Income & Employment: You must be employed and have a stable income. If you’re self-employed, you should have documentary evidence of a stable income. If you’re a businessman, you should present your tax papers to prove you earn a stable income. Prepare your papers to apply for a loan.
Debt-to-Income Ratio: Lenders will evaluate your monthly obligations (including EMIs and credit card minimums) to ensure you can save some money to repay your new loan. If your debt-to-income ratio is high, they might decline your loan application. Contact an experienced loan advisor to learn more about the debt-to-income ratio.
Benefits of Loan Consolidation
1. Simplified Financial Management
Presently, you’re paying multiple EMIs, and they include credit card minimum dues. You pay EMIs on different dates. In other words, you need to remember various dates. If you miss a payment, you pay for it. Consolidating debt can simplify your finances. It will free you from having to remember multiple due dates.
2. Potentially Lower Interest Costs
Debt consolidation interest rates are lower than credit card interest rates. When you consolidate debt, you save money on interest. A financier will consolidate all your debts into a low-interest loan and give you a respite from burgeoning debt. Debt consolidation will trigger a chain reaction of saving money and time.
3. Lower Monthly EMI
Reducing the interest rate will reduce your EMI. Presently, high interest rates increase the overall EMI amount. If you reduce the interest, you can save a good amount on your EMI every month. You can use a debt consolidation EMI calculator to calculate your EMI. In this way, you’ll have an idea of how much you can save with debt consolidation.
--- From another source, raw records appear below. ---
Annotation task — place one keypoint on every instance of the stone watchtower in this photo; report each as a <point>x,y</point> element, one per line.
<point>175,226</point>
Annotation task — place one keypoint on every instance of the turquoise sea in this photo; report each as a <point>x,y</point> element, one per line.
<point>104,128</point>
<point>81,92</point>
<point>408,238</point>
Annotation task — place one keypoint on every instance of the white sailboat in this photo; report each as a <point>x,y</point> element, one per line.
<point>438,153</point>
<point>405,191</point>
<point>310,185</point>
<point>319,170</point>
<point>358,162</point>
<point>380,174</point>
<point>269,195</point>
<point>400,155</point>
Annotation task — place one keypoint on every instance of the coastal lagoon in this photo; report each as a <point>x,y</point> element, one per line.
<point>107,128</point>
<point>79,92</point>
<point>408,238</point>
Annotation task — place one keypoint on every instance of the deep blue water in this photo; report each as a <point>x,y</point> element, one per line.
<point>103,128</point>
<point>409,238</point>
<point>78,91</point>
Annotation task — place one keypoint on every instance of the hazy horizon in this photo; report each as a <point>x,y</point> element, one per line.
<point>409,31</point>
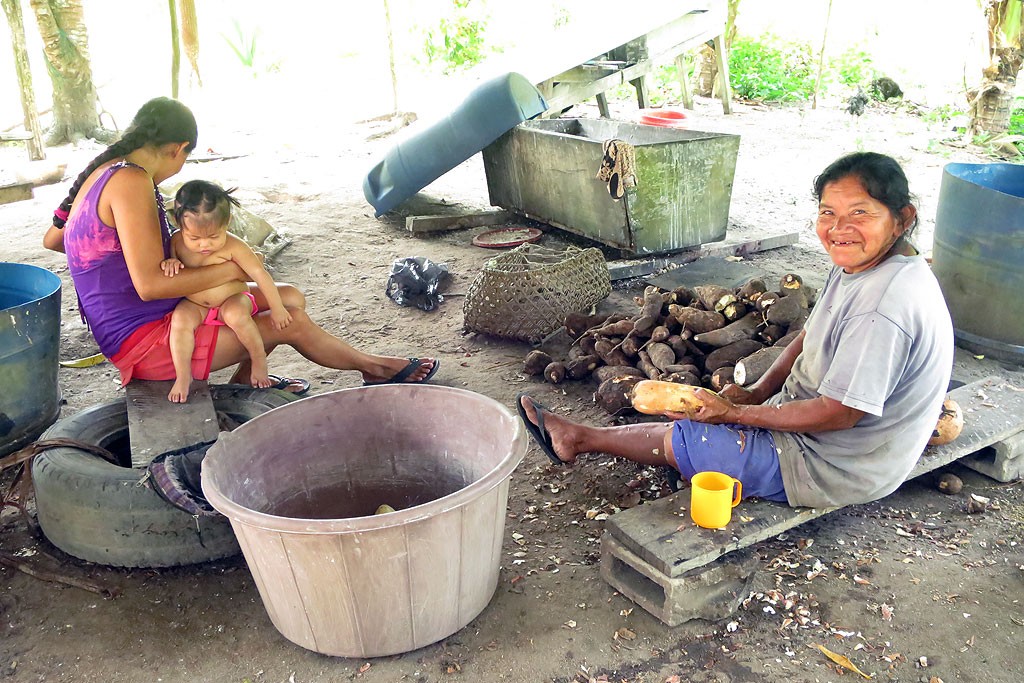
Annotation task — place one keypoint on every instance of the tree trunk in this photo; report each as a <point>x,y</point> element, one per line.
<point>707,69</point>
<point>175,48</point>
<point>189,36</point>
<point>13,10</point>
<point>990,107</point>
<point>66,46</point>
<point>390,58</point>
4. Improved Credit Management
Consolidating loans improves credit management. The first thing is to convert your multiple EMI to single EMI loan. The second thing is to fix a time frame to pay off your debt. With every EMI, you will see a significant decrease in your debt. Soon, you will become debt-free and attain your financial freedom.
5. Improved Credit Score
It is the biggest advantage of debt consolidation. As soon as you consolidate your debt, you will see a significant jump in your credit score. Consolidating debt shows your determination to pay off your dues. You pay off your debts with a loan and repay the new loan on time.
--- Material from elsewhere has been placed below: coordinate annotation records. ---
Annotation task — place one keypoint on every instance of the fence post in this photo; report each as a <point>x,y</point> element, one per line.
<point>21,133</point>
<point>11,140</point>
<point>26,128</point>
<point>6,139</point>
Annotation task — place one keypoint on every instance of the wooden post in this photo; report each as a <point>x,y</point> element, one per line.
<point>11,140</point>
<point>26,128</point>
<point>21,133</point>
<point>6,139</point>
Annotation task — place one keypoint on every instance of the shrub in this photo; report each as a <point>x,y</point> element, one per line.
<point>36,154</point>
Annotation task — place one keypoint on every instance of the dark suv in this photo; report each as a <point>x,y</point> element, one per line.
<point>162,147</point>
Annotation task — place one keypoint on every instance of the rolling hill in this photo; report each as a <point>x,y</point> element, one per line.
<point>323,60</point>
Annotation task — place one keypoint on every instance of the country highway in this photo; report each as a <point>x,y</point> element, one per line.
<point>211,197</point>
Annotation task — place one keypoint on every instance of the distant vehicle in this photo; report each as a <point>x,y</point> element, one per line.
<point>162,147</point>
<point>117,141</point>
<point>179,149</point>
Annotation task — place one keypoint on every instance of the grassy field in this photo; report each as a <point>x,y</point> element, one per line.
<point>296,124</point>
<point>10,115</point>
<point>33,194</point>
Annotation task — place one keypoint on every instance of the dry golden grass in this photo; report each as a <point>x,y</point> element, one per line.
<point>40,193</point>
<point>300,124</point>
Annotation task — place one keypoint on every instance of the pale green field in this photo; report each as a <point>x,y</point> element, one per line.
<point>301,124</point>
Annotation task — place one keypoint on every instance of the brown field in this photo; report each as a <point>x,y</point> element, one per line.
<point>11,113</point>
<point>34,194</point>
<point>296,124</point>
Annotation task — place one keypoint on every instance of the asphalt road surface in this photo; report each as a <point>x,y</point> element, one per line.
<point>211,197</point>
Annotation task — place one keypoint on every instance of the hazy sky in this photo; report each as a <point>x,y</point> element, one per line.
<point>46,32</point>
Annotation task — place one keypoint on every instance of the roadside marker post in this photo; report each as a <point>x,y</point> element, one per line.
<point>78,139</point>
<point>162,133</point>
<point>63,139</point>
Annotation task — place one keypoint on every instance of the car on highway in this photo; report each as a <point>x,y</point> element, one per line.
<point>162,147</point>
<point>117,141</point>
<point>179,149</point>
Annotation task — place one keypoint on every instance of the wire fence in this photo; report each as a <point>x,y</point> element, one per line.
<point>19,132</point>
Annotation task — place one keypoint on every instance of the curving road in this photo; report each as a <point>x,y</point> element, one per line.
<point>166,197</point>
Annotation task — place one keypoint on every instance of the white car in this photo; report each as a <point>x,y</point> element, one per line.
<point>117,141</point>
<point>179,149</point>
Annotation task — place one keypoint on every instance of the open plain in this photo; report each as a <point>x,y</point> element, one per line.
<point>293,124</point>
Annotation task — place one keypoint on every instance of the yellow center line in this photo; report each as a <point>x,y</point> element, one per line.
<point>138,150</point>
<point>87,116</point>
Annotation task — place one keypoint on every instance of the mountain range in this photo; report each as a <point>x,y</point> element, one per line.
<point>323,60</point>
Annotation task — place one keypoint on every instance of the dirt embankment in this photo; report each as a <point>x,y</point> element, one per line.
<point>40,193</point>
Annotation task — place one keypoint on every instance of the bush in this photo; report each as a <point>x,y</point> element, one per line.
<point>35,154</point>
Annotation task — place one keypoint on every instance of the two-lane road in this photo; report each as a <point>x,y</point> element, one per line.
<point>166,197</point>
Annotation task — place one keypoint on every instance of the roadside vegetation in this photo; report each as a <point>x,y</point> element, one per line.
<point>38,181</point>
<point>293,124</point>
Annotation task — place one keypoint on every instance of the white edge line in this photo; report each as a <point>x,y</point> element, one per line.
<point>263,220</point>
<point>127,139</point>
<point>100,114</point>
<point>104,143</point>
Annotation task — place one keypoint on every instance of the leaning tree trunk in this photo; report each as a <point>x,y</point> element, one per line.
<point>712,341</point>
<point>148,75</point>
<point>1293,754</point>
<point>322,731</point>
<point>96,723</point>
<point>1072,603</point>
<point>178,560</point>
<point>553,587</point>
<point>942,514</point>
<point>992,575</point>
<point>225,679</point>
Apply for Debt Consolidation
Step 1: Assess Your Existing Debt
Debt consolidation begins with a debt assessment. It is the first step that determines how much loan you need to pay off your dues. Sit down with a pen and paper and calculate all your dues and interest rates. Now you have a definite amount you need to become debt-free.
Step 2: Apply for Balance Transfer Loan
You can search for finance companies, especially non-banking finance companies, to apply for a loan. The good thing is that you can approach financiers online and apply for a loan. Lenders will process your loan application. They will consider your credit score, employment history, and debt-to-income ratio to form an opinion on your application.
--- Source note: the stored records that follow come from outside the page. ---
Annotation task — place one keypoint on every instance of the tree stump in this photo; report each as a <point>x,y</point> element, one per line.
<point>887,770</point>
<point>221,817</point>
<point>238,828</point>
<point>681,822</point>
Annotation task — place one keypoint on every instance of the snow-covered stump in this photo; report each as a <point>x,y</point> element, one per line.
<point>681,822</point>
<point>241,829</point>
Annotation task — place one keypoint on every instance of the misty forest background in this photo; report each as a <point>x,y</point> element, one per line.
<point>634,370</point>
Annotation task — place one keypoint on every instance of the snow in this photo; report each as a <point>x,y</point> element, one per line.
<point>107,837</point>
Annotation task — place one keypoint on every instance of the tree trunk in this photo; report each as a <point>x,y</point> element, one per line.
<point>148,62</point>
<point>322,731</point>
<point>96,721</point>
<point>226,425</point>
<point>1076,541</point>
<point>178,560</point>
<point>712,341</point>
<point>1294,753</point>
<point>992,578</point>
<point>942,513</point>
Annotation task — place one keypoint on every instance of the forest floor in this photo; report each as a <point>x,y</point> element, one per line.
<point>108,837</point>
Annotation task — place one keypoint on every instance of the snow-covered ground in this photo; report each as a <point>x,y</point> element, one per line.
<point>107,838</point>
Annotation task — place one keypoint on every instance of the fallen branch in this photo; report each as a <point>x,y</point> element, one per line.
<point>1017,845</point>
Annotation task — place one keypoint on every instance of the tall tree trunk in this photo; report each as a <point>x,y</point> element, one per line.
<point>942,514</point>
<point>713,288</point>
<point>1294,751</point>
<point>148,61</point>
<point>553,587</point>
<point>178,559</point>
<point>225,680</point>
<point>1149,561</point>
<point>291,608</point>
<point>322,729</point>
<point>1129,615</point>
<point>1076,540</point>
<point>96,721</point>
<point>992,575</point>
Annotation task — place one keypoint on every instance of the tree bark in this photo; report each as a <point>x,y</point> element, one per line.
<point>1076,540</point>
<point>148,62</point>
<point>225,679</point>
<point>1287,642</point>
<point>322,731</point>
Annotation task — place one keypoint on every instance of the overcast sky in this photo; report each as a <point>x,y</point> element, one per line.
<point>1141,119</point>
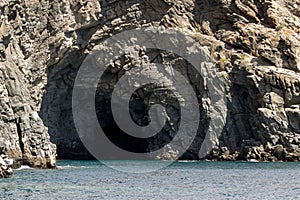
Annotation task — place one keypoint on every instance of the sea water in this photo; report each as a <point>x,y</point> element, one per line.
<point>181,180</point>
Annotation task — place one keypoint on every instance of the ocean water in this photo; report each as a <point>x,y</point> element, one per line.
<point>181,180</point>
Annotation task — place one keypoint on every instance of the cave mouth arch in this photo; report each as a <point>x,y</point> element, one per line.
<point>56,109</point>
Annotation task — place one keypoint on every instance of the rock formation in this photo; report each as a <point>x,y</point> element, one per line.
<point>255,44</point>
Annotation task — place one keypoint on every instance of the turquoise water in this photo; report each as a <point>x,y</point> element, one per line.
<point>181,180</point>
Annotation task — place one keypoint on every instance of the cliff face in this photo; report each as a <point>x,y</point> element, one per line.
<point>256,45</point>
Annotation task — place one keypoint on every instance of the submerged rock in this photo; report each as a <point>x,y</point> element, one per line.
<point>5,167</point>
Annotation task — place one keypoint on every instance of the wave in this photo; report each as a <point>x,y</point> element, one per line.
<point>24,167</point>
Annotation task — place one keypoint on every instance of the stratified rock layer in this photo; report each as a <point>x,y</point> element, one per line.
<point>254,43</point>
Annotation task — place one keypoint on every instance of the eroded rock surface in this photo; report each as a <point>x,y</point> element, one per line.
<point>255,44</point>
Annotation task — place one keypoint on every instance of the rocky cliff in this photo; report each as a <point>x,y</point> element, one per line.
<point>255,44</point>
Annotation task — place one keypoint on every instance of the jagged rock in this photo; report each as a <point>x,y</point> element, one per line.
<point>254,43</point>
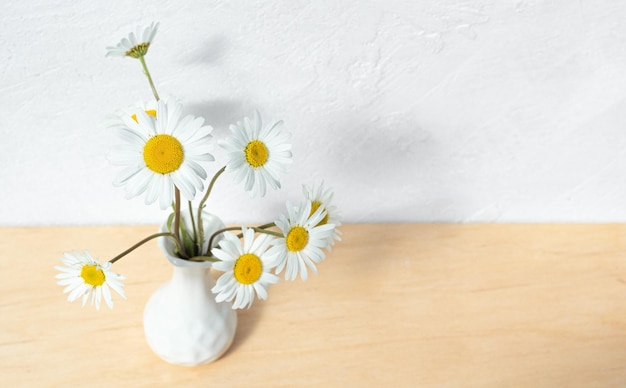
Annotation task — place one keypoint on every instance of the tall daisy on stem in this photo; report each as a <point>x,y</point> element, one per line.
<point>163,156</point>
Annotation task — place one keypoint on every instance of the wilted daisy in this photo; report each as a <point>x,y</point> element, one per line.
<point>83,275</point>
<point>321,199</point>
<point>257,155</point>
<point>246,268</point>
<point>162,153</point>
<point>303,241</point>
<point>137,43</point>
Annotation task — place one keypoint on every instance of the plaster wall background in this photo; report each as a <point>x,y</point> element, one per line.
<point>414,111</point>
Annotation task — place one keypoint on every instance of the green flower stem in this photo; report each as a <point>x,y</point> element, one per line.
<point>181,249</point>
<point>147,73</point>
<point>140,243</point>
<point>201,206</point>
<point>193,226</point>
<point>219,232</point>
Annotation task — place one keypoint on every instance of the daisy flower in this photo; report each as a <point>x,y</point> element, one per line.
<point>136,45</point>
<point>257,155</point>
<point>321,198</point>
<point>162,153</point>
<point>303,241</point>
<point>246,268</point>
<point>83,275</point>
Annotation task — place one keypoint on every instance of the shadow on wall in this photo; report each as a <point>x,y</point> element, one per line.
<point>218,113</point>
<point>387,156</point>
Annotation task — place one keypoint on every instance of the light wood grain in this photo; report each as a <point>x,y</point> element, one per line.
<point>399,305</point>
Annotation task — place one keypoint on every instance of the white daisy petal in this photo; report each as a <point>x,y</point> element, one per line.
<point>155,156</point>
<point>252,152</point>
<point>136,44</point>
<point>89,279</point>
<point>304,238</point>
<point>246,267</point>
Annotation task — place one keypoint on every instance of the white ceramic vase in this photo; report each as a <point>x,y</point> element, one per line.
<point>183,323</point>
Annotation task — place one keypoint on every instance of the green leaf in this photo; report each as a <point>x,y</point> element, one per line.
<point>205,258</point>
<point>170,221</point>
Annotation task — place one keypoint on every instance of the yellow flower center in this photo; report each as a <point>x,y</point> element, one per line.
<point>248,268</point>
<point>297,238</point>
<point>314,206</point>
<point>92,275</point>
<point>149,112</point>
<point>138,51</point>
<point>256,153</point>
<point>163,154</point>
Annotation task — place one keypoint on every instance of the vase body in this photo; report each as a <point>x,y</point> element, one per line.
<point>183,323</point>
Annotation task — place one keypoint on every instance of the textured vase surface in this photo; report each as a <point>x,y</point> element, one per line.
<point>183,323</point>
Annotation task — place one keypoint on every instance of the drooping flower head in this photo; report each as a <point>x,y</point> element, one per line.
<point>322,199</point>
<point>137,43</point>
<point>161,153</point>
<point>303,241</point>
<point>257,154</point>
<point>83,276</point>
<point>246,268</point>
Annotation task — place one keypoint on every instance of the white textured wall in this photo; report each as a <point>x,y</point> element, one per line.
<point>412,110</point>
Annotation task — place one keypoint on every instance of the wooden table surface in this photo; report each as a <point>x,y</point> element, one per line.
<point>393,305</point>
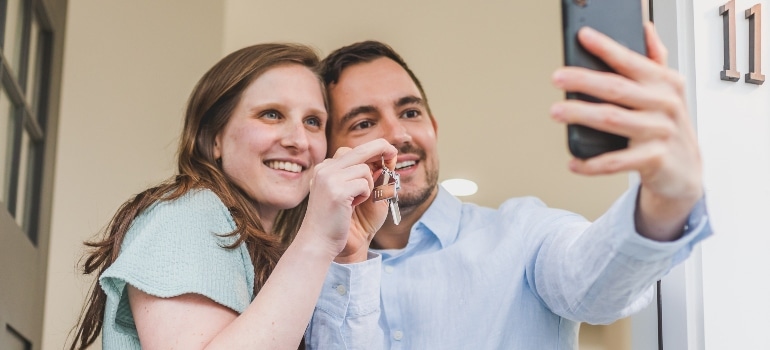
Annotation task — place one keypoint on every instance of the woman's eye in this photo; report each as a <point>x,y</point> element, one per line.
<point>411,113</point>
<point>364,124</point>
<point>313,121</point>
<point>271,115</point>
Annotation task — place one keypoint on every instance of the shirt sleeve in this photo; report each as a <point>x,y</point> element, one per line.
<point>179,247</point>
<point>348,310</point>
<point>600,272</point>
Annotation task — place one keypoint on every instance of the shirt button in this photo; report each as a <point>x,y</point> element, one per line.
<point>341,289</point>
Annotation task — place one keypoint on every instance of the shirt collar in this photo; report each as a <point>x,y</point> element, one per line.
<point>442,218</point>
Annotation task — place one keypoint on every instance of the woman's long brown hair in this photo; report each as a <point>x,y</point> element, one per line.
<point>208,110</point>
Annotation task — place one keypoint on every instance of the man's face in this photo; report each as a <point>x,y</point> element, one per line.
<point>378,99</point>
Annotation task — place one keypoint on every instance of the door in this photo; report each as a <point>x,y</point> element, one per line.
<point>30,66</point>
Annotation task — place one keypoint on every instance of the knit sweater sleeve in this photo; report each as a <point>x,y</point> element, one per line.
<point>179,247</point>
However, involving a loan advisor is a better idea. The advantage of working with a loan advisor is that you have access to a wide range of lenders. Loan advisors maintain business relations with financiers and finance companies. For this reason, they are the first to get information on the latest interest rates and loans.
Step 3: Receive Your Loan
Once your loan application is processed, the lender will credit the promised amount into your bank account. You can pay off your debts and get ready to repay the new loan. The reduced interest rate will also reduce the EMI and the overall loan. It will improve your cash flow and credit score.
Final Thoughts
Debt consolidation for salaried employees may be easier. Self-employed and businessmen should also take advantage. Many lenders offer loans, and each lender has different requirements. You may not fulfil the requirements of the first lender, but you can try again. Here, a loan advisor can help. A loan advisor can find the right loans you qualify for and process your loan application. If you are in debt, consider consolidating your debt at earliest.